Vanguard shifted its stance after determining that crypto ETFs and mutual funds meet regulatory requirements and enable portfolio diversification.

Which Cryptocurrencies Do Vanguard’s ETFs Invest In?

Vanguard’s ETFs primarily invest in Bitcoin and Ethereum—the largest cryptocurrencies in the market, known for high liquidity and stability.

How Can Individual Investors Use Vanguard’s Platform to Invest in Crypto-Related ETFs and Funds?

Register an account and deposit funds on Vanguard’s platform to invest in crypto-related ETFs and funds. As of 2026, this service is officially available, and trading is simple and straightforward.

What Are the Pros and Cons of Vanguard’s Crypto ETFs Compared to Direct Crypto Purchases?

Vanguard’s crypto ETFs offer lower risk via diversification and regulatory compliance. Direct purchases may promise higher returns, but entail greater management complexity and higher risk.

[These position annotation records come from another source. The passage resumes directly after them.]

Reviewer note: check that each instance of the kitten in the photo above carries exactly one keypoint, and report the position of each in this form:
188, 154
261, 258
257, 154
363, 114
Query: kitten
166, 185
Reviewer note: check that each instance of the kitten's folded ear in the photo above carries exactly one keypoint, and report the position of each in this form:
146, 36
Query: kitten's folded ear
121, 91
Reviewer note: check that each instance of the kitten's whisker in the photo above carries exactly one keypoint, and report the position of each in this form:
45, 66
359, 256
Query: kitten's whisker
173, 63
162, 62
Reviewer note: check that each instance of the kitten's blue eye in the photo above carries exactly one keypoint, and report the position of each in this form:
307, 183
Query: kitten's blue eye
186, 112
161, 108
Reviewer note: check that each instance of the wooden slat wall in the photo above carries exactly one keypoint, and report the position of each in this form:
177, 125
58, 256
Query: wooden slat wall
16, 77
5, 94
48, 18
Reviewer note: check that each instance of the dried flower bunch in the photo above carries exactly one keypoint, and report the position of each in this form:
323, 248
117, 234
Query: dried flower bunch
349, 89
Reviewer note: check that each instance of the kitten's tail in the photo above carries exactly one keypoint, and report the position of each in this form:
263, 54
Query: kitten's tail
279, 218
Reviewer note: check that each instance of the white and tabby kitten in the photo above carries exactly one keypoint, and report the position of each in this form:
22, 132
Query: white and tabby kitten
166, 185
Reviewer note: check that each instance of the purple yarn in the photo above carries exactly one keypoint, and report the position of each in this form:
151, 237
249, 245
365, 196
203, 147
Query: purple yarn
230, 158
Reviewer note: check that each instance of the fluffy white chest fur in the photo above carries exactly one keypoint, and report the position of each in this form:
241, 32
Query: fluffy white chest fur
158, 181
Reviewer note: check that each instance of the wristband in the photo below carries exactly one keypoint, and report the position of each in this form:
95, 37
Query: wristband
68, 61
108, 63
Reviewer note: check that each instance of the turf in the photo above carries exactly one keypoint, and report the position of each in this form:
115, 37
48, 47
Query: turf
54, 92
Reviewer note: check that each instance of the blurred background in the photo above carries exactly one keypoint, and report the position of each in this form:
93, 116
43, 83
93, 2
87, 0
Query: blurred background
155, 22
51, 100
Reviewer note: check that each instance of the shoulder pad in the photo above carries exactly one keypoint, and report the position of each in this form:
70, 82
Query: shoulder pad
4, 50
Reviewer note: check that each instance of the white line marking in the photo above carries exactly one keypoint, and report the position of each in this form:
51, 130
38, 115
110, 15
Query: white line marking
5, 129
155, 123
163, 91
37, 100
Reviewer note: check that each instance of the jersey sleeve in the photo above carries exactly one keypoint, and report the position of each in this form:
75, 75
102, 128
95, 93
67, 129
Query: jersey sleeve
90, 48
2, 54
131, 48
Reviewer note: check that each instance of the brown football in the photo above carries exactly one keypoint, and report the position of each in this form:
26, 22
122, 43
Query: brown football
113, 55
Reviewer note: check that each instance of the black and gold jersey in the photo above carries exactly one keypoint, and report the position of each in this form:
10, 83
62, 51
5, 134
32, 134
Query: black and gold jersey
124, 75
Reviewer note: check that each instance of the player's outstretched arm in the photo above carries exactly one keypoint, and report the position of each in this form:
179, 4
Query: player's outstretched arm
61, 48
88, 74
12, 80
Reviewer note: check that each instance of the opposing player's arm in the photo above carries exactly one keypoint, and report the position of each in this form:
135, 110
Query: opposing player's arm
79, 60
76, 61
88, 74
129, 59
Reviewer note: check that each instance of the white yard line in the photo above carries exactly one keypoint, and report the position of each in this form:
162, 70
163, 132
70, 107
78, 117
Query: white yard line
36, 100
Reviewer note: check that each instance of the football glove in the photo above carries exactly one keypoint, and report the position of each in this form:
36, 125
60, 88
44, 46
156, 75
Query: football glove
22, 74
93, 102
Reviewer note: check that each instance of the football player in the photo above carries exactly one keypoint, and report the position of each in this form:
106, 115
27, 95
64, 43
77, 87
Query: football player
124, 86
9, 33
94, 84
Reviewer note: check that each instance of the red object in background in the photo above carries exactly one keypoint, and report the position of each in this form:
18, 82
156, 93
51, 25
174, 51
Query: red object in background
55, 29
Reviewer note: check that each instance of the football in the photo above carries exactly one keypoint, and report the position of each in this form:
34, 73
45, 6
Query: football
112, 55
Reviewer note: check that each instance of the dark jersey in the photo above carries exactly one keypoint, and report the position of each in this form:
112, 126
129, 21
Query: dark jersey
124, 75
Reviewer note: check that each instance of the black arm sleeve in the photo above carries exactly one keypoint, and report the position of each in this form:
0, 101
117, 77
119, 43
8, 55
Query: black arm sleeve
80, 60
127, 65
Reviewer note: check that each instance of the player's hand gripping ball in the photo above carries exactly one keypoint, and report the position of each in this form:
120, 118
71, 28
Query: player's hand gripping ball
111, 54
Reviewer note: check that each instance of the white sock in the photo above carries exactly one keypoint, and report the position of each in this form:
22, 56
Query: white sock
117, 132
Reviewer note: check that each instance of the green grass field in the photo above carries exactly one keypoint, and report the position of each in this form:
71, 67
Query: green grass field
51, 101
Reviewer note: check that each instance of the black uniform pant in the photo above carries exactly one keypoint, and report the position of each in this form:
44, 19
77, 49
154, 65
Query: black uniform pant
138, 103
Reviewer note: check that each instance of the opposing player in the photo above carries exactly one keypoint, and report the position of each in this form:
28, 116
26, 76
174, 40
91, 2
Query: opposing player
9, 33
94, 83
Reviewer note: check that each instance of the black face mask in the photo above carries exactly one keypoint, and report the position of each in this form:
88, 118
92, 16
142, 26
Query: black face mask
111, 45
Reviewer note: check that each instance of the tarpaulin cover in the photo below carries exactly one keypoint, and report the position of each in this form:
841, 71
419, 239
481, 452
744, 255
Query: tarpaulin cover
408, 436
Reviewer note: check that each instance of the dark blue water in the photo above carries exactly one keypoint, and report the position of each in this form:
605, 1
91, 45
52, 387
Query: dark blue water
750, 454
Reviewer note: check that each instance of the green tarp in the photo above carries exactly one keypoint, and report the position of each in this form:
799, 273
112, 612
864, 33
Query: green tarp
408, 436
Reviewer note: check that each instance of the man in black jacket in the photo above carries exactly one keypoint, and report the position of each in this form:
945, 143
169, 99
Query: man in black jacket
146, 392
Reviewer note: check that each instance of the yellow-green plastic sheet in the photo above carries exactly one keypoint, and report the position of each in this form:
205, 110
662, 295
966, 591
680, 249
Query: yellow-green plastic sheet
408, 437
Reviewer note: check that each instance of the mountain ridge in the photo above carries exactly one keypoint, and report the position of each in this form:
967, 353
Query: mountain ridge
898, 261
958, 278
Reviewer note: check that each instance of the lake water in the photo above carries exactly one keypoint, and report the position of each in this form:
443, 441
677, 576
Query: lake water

How Will This Policy Affect the Crypto Market and Traditional Financial Institutions?

This policy will accelerate institutional participation and increase confidence in crypto. It will shift traditional financial institutions’ stance, greatly improve market maturity, and drive more capital and innovative investment strategies.

What Risks and Tax Issues Should Be Considered When Investing in Crypto Products Through Vanguard?

Key factors include market volatility, tax reporting requirements, and regulatory changes. Ensure accurate profit reporting and compliance with local tax laws, and address standards such as CARF for global reporting.

* The information is not intended to be and does not constitute financial advice or any other recommendation of any sort offered or endorsed by Gate.